They reached their small quarters off the lesser wall. The room smelled of wool, oil, and yesterday’s bread. Dunk sat on the edge of the cot while Egg began pulling items from their bundle with growing despair.
“This is all wrong,” Egg muttered. “All of it is wrong.”
“It is all I have.”
“Yes. That is the wrong part.”
In the end they compromised with the least worn of Dunk’s tunics, brushed twice, and a belt that did not squeak when bent. Egg cleaned Dunk’s boots himself with fierce concentration, as if shine alone could prevent insult.
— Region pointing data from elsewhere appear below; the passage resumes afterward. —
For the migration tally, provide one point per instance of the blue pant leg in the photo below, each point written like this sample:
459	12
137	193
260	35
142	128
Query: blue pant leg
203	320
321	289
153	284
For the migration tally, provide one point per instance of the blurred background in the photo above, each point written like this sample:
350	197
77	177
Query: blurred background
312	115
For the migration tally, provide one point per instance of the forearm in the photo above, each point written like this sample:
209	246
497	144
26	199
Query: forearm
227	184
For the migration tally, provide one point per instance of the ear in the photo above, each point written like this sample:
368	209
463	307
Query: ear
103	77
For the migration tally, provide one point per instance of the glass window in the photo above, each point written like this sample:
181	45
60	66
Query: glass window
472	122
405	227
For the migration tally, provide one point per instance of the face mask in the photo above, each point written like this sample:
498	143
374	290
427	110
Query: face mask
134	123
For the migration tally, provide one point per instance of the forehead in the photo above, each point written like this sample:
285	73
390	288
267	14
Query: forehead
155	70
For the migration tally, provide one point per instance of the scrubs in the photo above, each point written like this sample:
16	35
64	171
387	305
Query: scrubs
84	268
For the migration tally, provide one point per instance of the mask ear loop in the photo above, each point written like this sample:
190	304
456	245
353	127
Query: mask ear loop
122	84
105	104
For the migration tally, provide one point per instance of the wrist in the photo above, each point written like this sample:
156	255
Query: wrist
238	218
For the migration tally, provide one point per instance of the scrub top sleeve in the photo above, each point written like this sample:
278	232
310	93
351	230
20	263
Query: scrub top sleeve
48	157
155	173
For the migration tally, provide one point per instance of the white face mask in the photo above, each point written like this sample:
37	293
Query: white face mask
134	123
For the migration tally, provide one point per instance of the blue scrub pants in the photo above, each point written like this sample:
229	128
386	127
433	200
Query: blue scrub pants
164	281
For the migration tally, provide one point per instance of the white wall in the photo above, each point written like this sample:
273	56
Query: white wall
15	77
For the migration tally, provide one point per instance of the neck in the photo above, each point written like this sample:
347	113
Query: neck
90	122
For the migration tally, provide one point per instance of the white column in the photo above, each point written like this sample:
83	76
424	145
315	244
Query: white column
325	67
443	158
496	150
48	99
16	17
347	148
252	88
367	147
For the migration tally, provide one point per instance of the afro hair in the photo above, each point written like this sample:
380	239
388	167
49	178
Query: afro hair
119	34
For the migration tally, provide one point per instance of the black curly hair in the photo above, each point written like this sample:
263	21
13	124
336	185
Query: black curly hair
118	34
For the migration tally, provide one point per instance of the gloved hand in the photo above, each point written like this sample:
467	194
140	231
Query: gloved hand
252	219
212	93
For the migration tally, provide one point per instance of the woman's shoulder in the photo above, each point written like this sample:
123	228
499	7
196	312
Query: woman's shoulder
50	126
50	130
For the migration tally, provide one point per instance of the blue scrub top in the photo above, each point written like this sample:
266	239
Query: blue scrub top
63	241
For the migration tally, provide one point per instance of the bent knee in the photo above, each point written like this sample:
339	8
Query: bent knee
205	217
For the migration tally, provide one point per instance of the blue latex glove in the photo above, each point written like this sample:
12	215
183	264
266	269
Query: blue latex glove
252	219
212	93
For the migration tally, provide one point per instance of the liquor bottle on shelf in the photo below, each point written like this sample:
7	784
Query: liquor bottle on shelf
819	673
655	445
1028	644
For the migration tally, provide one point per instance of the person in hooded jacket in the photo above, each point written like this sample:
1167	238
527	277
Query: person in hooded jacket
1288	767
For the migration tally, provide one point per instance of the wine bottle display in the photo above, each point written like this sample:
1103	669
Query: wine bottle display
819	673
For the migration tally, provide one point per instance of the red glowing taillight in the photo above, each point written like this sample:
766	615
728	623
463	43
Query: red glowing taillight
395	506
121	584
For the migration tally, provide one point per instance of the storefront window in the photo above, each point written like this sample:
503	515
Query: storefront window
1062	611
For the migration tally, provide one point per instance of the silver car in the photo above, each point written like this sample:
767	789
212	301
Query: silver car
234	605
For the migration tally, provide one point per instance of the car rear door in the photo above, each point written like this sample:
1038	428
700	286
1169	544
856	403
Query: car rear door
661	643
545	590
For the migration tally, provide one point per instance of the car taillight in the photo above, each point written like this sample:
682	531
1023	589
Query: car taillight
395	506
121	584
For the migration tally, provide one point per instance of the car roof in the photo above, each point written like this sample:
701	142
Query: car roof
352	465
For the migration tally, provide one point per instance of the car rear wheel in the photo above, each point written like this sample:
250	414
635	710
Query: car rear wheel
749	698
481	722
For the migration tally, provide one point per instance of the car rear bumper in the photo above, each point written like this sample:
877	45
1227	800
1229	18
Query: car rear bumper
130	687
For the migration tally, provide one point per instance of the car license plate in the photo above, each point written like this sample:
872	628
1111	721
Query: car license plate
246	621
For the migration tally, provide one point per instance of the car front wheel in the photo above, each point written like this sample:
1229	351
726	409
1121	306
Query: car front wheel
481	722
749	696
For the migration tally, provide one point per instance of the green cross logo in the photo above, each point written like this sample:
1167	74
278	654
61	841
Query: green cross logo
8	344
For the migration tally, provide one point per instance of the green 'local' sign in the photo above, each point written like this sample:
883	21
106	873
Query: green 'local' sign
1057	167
“You will let them talk first,” Egg instructed.
“I usually do.”
“You will not answer challenges.”
“I might.”
“You will not.”
“I might,” Dunk repeated.
Egg pointed a finger at him. “You are not in a yard tonight.”
“I know that.”
“You say that now.”
Dunk smiled a little. “You sound like an old man.”
“I listen like one.”
Second bell came clear and round.
The dining chamber was smaller than a hall but larger than a solar. Too fine for comfort. Too intimate for hiding. Candles burned in triple tiers. Their light made the silverware glow like still water. The table held more forks than Dunk thought necessary for any honest meal.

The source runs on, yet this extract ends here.